Rauchclub Höflas und Freie Wähler Konnersreuth besuchen Bayreuth

Kürzlich unternahmen der Rauchclub Höflas und die Freien Wähler unter der Gesamtreiseleitung von Gottfried Richtmann einen Tagesausflug ins benachbarte Oberfranken, in die Bezirkshauptstadt Bayreuth, um auf den Spuren der Markgräfin Wilhelmine von Brandenburg-Bayreuth zu wandern.

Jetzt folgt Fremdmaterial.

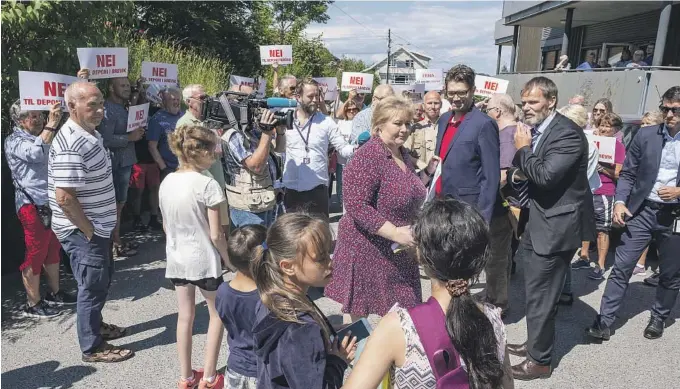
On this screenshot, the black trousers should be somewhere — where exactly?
[519,229,574,365]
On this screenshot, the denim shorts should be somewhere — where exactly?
[113,166,132,204]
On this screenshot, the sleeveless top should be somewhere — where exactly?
[390,304,506,389]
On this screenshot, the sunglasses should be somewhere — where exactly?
[659,105,680,116]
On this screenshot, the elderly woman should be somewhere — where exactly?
[5,100,76,318]
[326,97,437,319]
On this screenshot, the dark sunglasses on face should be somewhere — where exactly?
[659,105,680,116]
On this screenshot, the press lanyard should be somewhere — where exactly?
[295,113,316,153]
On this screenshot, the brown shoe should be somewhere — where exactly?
[512,358,552,381]
[83,342,135,363]
[508,342,529,358]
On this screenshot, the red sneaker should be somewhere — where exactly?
[177,369,203,389]
[198,374,224,389]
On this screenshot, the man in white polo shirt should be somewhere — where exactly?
[47,81,134,362]
[283,78,355,218]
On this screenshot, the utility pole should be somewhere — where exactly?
[385,29,392,85]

Die Anreise erfolgte über Mitterteich, Erbendorf, Kemnath. Dort angekommen in Bayreuth, wurde zuerst das Markgräfliche Opernhaus besichtigt, das im Jahre 1748 eingeweiht wurde. Hier konnte man die besondere Architektur von Giuseppe Galli Bibiena begutachten. Bei der anschließenden Führung war das Logenhaus, ein architektonisches Meisterwerk aus Holz und Leinwand, sowie die barocke Illusionskunst und die Malereien zu sehen. Im Anschluss daran ging es in das 1753 neu erbaute „Neue Schloss“ mit angrenzendem Hofgarten, wo die Räumlichkeiten unter anderem mit dem Spiegelscherbenkabinett, dem Salon mit Golddecke und das japanische und das Musikzimmer von der Markgräfin Wilhelmine besichtigt wurden. Anschließend ging es zum Mittagessen in die alte Lohmühle, ebenfalls ein geschichtsträchtiges Bauwerk, das bereits im Jahre 1446 errichtet wurde und jetzt als gutgehendes Restaurant dient. Nach dem Mittagessen ging es weiter auf den Spuren der Markgräfin zur naheliegenden Eremitage. Dort konnte man den Hofgarten, das Alte Schloss, das Ruinentheater, die Gartenanlagen mit den wunderschönen Wasserspielen sowie den Bosketten und herrlichen Laubengängen in Augenschein nehmen. Sehenswert waren auch die Grotte und die schön angelegte Parkanlage in der Eremitage. Nach so vielen schönen Eindrücken trat man wehmütig die Heimreise an und stärkte sich noch in Himmelkron mit einer kleinen Brotzeit.